Lastly, companies can also collaborate with stakeholders to address key areas for achieving greater equity. RDDC’s efforts to achieve greater equity are executed through five workgroups that were developed to tap into the collective expertise and experiences of various stakeholders to address key areas for people of color living with rare diseases. Our Delays and Diagnosis work group seeks to increase understanding and trust while addressing the disparate obstacles that diverse patient populations frequently face when seeking a diagnosis. The Provider Education and Engagement work group focuses on educating medical professionals on the effects of rare diseases on communities of color, recognizing rare disease symptoms, and treating patients with rare diseases. The Patient and Caregiver work group aims to assess the coverage, access, affordability, timely treatment, and underrepresentation of diverse patients and their caregivers within the rare disease community as barriers that must be addressed and removed. The Government Regulation, Legislation, and Policy work group aims to raise awareness in the public policy landscape in understanding issues surrounding diversity and rare diseases, particularly as they pertain to patients of color. The Diversity in Research and Clinical Trials work group aims to solve the systemic and pipeline issues which discourage low-income individuals and communities of color from taking part in clinical trials.
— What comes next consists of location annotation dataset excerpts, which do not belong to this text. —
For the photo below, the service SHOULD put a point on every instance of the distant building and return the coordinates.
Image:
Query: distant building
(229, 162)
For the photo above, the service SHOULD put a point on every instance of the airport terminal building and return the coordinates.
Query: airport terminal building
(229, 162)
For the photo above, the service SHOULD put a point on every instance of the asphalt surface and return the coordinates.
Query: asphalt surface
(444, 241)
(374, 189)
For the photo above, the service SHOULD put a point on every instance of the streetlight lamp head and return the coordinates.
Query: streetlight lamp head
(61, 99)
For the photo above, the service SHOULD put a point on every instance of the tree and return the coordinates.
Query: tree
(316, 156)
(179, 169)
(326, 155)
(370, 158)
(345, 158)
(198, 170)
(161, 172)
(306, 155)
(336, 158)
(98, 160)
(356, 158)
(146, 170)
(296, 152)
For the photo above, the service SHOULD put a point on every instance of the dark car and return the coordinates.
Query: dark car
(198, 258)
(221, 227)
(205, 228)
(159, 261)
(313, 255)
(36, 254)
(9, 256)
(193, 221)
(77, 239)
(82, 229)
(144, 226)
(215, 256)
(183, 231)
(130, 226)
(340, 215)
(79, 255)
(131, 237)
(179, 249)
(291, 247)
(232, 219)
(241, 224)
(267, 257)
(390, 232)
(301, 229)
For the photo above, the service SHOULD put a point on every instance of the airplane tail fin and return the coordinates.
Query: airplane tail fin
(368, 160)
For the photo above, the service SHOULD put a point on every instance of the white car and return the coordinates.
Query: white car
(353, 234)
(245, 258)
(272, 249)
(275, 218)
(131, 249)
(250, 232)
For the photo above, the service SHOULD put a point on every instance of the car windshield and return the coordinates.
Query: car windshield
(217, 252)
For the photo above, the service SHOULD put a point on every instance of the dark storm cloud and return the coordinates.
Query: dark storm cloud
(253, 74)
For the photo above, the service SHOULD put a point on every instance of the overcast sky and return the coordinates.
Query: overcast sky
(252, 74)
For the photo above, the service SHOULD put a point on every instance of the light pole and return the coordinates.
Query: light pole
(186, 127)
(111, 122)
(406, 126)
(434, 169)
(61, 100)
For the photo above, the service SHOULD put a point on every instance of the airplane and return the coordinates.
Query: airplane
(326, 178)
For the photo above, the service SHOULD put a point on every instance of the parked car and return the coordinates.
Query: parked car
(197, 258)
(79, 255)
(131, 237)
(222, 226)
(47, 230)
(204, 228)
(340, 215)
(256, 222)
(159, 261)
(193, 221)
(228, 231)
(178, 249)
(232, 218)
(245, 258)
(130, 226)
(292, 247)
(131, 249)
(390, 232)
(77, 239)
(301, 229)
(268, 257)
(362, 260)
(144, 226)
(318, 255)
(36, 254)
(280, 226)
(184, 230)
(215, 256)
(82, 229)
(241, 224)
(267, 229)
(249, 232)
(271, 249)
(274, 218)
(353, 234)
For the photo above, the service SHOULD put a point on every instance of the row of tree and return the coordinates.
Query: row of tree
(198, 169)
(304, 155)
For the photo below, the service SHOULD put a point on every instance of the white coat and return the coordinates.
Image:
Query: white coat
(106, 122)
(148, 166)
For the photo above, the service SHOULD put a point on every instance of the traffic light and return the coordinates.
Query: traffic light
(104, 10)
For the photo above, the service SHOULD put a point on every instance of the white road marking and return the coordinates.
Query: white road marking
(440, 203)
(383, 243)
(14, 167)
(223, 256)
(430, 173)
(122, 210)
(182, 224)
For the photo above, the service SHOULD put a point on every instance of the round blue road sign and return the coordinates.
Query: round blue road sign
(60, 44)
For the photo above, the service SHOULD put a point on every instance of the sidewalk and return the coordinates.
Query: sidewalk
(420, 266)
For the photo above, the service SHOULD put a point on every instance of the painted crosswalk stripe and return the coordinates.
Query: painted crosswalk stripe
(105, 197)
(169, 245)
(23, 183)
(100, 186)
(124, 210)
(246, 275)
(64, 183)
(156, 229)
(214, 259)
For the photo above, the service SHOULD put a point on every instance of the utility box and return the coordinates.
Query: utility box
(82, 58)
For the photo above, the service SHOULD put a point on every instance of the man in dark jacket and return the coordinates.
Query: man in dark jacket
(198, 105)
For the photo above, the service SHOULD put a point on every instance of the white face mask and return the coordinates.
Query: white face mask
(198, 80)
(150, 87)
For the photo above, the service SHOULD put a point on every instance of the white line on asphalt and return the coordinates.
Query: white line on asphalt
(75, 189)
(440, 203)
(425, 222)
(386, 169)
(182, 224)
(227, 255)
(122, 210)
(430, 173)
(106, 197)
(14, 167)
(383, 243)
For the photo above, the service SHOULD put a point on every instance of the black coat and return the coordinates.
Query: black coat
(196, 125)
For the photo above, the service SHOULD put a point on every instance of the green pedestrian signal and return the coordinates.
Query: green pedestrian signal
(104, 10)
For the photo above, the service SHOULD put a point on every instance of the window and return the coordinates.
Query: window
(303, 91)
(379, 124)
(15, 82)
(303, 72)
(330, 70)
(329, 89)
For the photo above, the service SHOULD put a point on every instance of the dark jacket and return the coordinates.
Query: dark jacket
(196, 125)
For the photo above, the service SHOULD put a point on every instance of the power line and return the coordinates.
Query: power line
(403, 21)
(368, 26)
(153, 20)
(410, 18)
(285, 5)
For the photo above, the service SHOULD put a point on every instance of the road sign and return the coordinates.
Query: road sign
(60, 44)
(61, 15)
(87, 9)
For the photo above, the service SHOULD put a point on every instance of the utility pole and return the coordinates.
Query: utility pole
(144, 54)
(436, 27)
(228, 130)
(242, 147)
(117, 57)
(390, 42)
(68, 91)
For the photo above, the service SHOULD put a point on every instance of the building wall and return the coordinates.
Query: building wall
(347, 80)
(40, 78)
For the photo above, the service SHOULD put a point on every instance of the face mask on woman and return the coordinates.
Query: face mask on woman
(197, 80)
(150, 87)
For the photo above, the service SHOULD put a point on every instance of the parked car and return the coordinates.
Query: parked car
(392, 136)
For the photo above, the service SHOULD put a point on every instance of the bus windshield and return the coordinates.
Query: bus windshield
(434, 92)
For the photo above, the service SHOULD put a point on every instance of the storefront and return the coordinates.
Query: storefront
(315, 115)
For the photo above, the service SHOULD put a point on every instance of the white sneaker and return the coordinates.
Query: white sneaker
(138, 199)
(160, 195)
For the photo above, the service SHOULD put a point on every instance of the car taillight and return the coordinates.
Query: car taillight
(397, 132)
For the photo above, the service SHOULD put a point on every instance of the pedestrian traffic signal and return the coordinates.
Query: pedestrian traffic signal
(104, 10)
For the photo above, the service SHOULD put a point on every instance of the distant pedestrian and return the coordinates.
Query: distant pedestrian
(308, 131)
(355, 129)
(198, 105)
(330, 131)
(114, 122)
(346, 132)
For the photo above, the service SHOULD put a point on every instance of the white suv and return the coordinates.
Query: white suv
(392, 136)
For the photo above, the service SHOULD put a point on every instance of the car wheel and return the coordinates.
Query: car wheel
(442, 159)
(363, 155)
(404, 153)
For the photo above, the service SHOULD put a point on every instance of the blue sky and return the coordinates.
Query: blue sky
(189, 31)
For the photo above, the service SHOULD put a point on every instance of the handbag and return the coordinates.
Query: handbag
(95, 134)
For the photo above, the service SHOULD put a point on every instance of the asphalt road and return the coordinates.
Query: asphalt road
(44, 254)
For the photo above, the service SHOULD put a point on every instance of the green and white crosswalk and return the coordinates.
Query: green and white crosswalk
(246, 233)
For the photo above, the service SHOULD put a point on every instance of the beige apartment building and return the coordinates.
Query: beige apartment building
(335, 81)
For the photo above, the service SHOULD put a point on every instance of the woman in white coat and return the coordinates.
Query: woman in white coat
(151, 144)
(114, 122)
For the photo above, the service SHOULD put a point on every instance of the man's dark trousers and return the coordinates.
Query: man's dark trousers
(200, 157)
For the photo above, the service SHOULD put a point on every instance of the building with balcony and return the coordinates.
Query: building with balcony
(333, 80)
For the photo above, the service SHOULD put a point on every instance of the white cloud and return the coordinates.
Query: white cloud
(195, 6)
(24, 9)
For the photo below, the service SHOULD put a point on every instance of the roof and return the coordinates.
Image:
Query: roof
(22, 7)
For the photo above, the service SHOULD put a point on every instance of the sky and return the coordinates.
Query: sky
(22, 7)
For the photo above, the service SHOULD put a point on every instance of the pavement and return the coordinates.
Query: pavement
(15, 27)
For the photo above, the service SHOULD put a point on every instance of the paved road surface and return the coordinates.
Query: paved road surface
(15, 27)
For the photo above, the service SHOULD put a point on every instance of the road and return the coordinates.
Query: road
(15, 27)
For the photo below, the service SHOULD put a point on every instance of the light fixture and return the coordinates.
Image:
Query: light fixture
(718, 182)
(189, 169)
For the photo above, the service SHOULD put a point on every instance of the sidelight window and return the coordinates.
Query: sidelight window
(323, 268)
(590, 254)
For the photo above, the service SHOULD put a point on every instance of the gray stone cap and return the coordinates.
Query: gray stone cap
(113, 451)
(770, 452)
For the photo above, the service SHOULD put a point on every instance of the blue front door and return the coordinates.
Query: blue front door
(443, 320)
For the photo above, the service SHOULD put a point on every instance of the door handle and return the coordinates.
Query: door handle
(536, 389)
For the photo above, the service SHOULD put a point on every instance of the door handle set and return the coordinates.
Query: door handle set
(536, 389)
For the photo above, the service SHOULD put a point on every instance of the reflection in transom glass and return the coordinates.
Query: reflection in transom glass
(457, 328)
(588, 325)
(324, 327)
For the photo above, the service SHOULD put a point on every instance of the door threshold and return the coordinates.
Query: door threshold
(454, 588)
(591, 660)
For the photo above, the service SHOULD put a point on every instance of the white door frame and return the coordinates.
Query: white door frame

In conclusion, I would like to end with a final note and question: We know that people living with rare diseases strive to receive adequate healthcare and that people with rare diseases from communities that have been historically marginalized fight every day for equity while contending with the reality of historical racism and bias and its varying social, economic, and health effects. We are aware that significant effort is needed to address and eliminate racial and health disparities. What actionable steps can you and your organization make to move from health equity discussion to health equity action?